For the rising phase of the pulse, the electric potential distribution along the axon is

$$V(x)=\int {E}_{x}\left(x\right)dx=-\frac{V{\mu }_{0}N{{R}_{c}}^{2}}{2Ll}{\text{atan}}(\frac{x}{y}){e}^{-\frac{tR}{L}}$$
(7)

For the falling phase of the pulse, the electric potential distribution along the axon is

$$V(x)=\int {E}_{x}\left(x\right)dx=\frac{V{\mu }_{0}N{{R}_{c}}^{2}}{2Ll}{\text{atan}}(\frac{x}{y}){e}^{-\frac{tR}{L}}$$
(8)

We used the parameters of the miniature coil used in the experiments for these computational analyses (Table 1 in6).

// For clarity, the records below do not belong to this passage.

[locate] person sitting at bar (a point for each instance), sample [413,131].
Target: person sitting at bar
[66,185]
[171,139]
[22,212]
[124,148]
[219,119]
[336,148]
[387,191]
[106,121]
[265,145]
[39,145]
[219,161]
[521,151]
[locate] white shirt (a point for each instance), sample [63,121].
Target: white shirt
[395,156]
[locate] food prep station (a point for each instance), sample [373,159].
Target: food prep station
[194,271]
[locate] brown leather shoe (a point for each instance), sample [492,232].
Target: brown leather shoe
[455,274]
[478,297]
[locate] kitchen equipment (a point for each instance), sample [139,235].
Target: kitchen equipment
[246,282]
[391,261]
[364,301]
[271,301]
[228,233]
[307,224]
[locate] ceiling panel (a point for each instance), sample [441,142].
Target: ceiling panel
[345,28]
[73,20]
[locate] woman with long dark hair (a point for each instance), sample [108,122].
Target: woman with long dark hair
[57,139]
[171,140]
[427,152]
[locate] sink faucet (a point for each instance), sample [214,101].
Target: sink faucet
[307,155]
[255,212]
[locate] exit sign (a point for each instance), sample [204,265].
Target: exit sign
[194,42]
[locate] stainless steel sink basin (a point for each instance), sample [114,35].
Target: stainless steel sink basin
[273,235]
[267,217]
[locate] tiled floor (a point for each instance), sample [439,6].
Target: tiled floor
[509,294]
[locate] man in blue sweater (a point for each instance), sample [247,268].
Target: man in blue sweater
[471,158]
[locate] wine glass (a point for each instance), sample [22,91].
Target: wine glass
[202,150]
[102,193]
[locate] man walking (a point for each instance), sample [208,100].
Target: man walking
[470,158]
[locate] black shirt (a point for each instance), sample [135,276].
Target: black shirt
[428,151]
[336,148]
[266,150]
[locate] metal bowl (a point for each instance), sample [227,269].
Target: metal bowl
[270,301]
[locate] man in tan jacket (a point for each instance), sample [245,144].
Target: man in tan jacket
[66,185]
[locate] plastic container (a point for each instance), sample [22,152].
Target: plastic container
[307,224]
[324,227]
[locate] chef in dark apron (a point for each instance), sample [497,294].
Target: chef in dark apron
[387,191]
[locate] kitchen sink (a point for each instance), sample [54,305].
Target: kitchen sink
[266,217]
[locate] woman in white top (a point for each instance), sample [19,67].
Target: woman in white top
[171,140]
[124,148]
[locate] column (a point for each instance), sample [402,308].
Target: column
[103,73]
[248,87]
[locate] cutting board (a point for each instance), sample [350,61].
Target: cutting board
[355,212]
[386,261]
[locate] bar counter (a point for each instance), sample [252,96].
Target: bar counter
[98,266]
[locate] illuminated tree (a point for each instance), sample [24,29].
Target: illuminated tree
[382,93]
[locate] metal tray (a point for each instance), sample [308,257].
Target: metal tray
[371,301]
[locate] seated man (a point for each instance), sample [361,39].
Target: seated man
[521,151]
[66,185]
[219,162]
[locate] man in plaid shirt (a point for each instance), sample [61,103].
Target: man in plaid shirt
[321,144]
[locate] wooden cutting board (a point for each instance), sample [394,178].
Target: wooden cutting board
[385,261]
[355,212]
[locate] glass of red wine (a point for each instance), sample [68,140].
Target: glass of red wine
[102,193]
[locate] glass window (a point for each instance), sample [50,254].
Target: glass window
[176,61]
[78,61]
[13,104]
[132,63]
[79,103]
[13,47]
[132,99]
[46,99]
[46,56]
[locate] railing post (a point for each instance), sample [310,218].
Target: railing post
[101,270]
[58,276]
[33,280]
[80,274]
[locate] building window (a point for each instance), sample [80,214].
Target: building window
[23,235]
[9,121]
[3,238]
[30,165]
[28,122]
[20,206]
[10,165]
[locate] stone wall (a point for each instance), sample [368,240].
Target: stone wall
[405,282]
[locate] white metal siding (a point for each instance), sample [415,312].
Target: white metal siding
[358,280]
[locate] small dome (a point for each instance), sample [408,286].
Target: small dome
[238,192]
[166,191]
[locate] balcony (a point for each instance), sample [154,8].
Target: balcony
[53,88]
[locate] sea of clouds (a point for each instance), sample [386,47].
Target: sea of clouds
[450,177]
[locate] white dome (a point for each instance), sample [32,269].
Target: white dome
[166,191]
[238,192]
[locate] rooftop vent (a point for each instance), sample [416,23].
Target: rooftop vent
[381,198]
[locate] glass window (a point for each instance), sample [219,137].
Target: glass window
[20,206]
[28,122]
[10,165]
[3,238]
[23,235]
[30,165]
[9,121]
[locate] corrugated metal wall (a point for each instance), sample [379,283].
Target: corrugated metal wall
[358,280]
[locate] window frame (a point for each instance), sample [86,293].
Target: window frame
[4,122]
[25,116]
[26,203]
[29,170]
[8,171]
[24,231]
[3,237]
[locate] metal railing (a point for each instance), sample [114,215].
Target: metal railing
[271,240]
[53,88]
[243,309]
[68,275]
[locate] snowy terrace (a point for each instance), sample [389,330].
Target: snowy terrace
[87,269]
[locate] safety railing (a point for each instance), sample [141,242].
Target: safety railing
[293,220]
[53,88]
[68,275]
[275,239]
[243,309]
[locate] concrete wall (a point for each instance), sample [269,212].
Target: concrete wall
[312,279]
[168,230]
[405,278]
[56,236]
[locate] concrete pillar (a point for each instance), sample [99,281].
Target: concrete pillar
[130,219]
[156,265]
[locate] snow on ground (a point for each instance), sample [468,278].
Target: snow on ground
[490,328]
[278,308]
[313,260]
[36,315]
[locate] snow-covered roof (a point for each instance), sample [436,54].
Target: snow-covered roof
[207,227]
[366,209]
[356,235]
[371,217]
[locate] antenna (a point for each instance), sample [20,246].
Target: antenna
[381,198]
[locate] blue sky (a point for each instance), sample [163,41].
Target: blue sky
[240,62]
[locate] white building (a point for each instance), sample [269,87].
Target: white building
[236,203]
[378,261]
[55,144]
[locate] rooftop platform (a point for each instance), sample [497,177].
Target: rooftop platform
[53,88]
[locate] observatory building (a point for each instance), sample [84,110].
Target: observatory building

Multi-compartment NEURON modeling of an Aplysia ganglion neuron under magnetic stimulation

The carry-over effects were modeled with a multi-compartment soma-axon model of an Aplysia neuron32 using the NEURON simulation environment package80. Briefly, the modeled Aplysia neuron contained a spherical soma and a cylindrical axon (Fig. 2). Detailed geometrical parameters of the modeled neurons can be found elsewhere (Table 2 in4). The Hodgkin–Huxley (H–H)45 type of fast sodium, slow potassium, and leakage channels in the membrane were inserted into each compartment of the modeled neuron. Parameters that defined the biophysics properties of the H/H model can be found elsewhere (Table 3 in4).

During NEURON simulation, the electric voltage induced by the miniature coil (Eqs. 7 and 8) was applied to the modeled neuron using the “play” function81 in NEURON. The model was set to run at room temperature (20 °C), as in the electrophysiology experiments. We used biphasic, short pulses with alternating direction to represent the induced electric field. The duration of the pulse was 1 ms41. Both current-clamp and voltage-clamp experiments were performed. For V-clamp, the membrane was held from − 65 to 10 mV for 10 ms. Na and K currents were recorded under each voltage step. Duration of holding voltage was varied from 1 to 10 ms to reveal the sodium tail current.